6
J’avais le vertige. Je crois que c’étaient les vapeurs. Toute la nuit avait bouillonné dans le chaudron un mélange d’or, de plomb, avec de mystérieux ingrédients. Le parfum en était riche et délicieux ; il m’enivrait.
Ils me mirent debout.
Je me secouai pour m’éveiller, pour que les lampes cessent de me faire mal aux yeux. C’était la lumière du soleil, non ? Asenath était là. Les prêtres entreprirent d’appliquer l’or. Ils commencèrent par mes pieds, en me recommandant de me tenir bien droit et immobile, puis ils me couvrirent les jambes d’or, avec un soin extrême et des gestes presque apaisants. C’était chaud, mais pas douloureux. Je ne ressentais aucune brûlure. Ils me peignirent lentement le visage, en faisant pénétrer la peinture jusque dans mes narines, puis ils en recouvrirent mes cils, un à un, enfin les boucles de mes cheveux et de ma barbe.
J’étais bien éveillé.
— Garde les yeux bien ouverts, dit Asenath.
Ils apportèrent ensuite toutes les belles tuniques de Mardouk. Il s’agissait de véritables vêtements, dont on habillait chaque jour la statue, mais ils voulaient non pas les border d’or mais les en recouvrir, pour que j’aie vraiment l’air d’une statue vivante.
Ils me vêtirent, puis commencèrent à peindre chaque pli de la longue robe, des amples manches, en me demandant inlassablement de lever les bras et de marcher pendant qu’ils accomplissaient leur travail.
Je me plaçai devant un miroir.

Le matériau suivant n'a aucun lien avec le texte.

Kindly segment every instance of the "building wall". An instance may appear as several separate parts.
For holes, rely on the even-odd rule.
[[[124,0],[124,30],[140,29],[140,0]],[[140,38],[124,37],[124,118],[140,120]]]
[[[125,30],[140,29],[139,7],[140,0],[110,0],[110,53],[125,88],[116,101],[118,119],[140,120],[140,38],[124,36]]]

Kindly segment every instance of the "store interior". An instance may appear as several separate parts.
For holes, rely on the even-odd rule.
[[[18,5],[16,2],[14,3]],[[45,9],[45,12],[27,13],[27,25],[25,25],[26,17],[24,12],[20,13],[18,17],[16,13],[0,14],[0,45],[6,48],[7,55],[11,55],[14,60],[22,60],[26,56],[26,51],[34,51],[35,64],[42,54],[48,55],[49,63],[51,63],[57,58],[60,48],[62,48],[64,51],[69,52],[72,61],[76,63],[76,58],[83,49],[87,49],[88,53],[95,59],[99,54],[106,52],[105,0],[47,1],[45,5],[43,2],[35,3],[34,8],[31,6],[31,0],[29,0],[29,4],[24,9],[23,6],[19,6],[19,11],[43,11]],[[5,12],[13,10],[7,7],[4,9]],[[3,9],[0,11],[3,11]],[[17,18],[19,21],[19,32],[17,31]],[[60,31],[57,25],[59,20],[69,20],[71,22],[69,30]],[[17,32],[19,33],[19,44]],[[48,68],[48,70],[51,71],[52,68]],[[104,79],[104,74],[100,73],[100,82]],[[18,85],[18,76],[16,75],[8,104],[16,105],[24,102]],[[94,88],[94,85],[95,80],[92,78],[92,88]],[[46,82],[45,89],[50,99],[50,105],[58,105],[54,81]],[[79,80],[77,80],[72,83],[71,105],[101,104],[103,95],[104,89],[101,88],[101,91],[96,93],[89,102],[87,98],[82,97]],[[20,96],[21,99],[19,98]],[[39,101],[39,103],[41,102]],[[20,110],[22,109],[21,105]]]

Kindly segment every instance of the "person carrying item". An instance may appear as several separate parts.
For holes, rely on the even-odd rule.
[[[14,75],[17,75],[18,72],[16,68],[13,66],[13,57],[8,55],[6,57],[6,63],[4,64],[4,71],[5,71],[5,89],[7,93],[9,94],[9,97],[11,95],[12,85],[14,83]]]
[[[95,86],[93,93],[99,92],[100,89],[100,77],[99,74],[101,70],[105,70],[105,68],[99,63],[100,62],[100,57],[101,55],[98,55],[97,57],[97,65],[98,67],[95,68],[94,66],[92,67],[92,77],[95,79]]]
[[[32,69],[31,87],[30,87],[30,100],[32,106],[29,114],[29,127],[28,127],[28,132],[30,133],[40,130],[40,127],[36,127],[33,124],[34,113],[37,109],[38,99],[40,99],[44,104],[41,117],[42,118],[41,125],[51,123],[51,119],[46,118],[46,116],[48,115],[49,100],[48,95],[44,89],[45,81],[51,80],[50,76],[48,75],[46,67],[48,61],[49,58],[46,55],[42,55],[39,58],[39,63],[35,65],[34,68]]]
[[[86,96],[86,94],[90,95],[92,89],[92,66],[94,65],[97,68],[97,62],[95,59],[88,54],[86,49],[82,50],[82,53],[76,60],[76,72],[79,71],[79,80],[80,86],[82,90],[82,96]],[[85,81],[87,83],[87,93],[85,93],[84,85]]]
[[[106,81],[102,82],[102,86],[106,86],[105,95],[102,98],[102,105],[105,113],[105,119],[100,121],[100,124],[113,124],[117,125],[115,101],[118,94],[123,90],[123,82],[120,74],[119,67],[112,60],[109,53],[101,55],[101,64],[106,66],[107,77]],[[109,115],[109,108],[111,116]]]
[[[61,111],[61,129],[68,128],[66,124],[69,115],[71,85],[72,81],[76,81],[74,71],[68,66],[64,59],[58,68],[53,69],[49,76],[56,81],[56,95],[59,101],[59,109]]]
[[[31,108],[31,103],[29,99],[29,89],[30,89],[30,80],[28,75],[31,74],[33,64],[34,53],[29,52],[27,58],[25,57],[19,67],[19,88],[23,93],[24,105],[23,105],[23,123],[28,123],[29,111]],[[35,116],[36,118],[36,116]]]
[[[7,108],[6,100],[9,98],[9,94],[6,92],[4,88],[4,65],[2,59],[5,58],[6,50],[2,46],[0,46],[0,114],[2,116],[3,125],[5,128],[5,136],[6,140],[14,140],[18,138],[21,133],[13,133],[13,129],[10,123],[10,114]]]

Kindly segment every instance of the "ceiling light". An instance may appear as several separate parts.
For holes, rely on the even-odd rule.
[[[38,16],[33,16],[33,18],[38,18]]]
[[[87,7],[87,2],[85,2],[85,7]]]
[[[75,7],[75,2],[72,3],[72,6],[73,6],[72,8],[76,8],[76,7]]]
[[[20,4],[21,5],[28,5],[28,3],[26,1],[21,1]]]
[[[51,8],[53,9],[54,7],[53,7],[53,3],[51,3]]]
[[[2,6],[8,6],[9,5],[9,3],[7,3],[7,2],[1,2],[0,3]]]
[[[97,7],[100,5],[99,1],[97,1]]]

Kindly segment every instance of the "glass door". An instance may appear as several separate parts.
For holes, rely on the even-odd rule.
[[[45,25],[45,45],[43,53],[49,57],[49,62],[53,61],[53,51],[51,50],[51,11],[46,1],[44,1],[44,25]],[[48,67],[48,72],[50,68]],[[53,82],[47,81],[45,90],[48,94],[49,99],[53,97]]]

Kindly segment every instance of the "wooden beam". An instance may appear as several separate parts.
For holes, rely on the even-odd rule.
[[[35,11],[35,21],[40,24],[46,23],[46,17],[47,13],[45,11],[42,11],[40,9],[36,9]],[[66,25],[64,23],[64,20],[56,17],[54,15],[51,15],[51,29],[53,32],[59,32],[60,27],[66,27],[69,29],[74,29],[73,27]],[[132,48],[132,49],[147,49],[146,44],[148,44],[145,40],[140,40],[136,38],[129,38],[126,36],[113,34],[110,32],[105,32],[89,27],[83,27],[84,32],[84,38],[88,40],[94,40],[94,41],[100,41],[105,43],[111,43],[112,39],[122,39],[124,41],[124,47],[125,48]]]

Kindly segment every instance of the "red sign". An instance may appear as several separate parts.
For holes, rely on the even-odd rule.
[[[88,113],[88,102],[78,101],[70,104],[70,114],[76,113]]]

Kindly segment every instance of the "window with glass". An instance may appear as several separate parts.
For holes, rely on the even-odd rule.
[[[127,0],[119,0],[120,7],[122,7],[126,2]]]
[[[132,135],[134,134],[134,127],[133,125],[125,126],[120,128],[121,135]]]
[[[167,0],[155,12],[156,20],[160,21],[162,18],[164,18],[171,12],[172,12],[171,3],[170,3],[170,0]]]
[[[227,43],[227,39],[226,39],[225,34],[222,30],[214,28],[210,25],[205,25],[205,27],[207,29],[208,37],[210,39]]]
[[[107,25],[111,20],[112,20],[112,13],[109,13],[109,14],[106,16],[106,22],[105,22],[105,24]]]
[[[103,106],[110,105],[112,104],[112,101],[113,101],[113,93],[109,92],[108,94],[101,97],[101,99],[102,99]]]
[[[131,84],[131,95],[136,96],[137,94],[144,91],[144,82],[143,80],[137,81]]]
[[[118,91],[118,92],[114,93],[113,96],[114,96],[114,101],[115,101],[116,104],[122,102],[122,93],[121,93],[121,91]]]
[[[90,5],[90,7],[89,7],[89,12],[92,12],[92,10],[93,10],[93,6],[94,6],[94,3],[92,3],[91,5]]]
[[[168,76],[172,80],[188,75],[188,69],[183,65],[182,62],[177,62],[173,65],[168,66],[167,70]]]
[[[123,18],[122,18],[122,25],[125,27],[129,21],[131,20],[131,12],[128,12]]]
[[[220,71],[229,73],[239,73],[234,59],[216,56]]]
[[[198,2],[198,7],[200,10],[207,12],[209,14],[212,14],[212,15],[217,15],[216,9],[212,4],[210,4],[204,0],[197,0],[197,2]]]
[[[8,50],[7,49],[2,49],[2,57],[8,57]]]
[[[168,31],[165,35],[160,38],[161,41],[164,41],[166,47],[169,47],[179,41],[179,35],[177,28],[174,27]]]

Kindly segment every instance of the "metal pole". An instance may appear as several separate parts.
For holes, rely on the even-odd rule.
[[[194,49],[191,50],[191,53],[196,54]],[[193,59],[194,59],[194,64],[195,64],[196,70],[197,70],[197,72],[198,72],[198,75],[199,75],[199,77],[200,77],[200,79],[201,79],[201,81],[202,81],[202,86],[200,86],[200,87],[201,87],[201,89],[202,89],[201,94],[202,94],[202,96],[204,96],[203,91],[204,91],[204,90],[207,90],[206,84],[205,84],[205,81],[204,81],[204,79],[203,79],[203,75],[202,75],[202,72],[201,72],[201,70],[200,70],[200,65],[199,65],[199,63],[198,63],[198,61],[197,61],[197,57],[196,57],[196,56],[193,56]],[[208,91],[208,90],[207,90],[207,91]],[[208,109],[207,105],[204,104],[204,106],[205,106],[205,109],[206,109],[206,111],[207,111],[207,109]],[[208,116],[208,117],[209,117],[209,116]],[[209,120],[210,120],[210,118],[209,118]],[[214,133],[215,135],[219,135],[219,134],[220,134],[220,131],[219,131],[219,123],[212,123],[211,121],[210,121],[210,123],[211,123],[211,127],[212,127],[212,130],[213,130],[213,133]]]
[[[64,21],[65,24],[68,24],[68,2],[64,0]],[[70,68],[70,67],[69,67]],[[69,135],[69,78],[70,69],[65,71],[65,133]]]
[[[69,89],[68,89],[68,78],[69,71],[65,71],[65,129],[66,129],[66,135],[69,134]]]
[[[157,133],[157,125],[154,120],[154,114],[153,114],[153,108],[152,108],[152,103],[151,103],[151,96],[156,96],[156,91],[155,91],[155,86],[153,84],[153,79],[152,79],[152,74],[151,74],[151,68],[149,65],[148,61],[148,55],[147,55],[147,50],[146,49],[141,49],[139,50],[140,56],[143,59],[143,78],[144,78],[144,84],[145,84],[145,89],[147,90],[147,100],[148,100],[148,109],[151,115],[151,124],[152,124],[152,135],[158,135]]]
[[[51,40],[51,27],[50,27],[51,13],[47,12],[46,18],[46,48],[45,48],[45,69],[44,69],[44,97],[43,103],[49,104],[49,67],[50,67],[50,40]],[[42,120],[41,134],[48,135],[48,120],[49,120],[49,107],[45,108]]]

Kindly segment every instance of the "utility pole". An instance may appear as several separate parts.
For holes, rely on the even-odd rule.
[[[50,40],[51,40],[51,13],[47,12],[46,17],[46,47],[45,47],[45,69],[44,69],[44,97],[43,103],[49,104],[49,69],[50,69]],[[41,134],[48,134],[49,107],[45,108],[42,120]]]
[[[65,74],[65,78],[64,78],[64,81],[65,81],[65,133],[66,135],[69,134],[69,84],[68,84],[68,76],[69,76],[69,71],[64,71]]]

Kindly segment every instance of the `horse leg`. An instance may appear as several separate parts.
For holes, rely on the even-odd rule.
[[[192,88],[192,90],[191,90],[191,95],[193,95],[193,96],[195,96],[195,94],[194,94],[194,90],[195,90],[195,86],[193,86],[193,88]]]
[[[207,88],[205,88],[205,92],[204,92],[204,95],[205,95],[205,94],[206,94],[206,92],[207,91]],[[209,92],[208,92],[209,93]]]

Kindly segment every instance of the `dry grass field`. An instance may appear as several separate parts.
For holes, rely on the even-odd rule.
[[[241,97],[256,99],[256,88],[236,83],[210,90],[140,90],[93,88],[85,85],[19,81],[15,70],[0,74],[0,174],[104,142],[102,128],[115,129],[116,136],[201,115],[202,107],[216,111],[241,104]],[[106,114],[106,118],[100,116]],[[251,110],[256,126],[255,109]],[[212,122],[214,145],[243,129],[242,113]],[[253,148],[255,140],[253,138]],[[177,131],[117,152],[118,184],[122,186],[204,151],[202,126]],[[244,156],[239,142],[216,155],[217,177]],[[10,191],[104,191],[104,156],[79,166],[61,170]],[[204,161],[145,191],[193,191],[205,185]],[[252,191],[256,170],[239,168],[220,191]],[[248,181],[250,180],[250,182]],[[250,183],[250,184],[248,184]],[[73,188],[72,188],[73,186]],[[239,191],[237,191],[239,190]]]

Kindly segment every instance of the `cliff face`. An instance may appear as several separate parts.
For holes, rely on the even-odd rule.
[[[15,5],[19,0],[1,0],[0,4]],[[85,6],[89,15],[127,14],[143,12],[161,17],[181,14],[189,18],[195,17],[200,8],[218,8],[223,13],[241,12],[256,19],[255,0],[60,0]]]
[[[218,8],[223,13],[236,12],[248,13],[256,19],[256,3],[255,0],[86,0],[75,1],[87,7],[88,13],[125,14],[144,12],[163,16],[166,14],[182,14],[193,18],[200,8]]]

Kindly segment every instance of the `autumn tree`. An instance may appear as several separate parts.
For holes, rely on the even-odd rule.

J’avais l’air d’un dieu. Je vis le dieu.
— Tu es le dieu, me dit un jeune prêtre. Tu es notre dieu, et nous te servirons à jamais. Souris-moi, ô dieu Mardouk, je t’en prie.
— Souris, renchérit Asenath. Tu vois, la laque ne doit pas durcir trop vite. Il ne faut pas qu’elle devienne cassante. Chaque fois qu’elle deviendra trop dure, les prêtres en remettront pour que tu puisses faire jouer le muscle. Souris, ouvre les yeux et ferme-les. Voilà, mon bel adolescent. C’est bien. Entends-tu ce bruit ?
— On dirait que la ville entière est en émoi. J’entendais également les trompettes, mais je n’en parlai pas. J’ai le vertige, ajoutai-je.
— Nous te soutiendrons, promit le jeune prêtre. Cyrus te tiendra. Souviens-toi, prends-lui la main, tiens-la. Tourne-toi souvent vers lui, et embrasse-le. Un peu d’or de tes lèvres ne lui abîmera pas la peau.
En quelques secondes, je me retrouvai hissé sur un chariot d’apparat. Tout autour de nous je découvris les tapis de fleurs – les plus belles de Babylonie, et aussi celles apportées de contrées lointaines, d’Égypte et des îles du Sud.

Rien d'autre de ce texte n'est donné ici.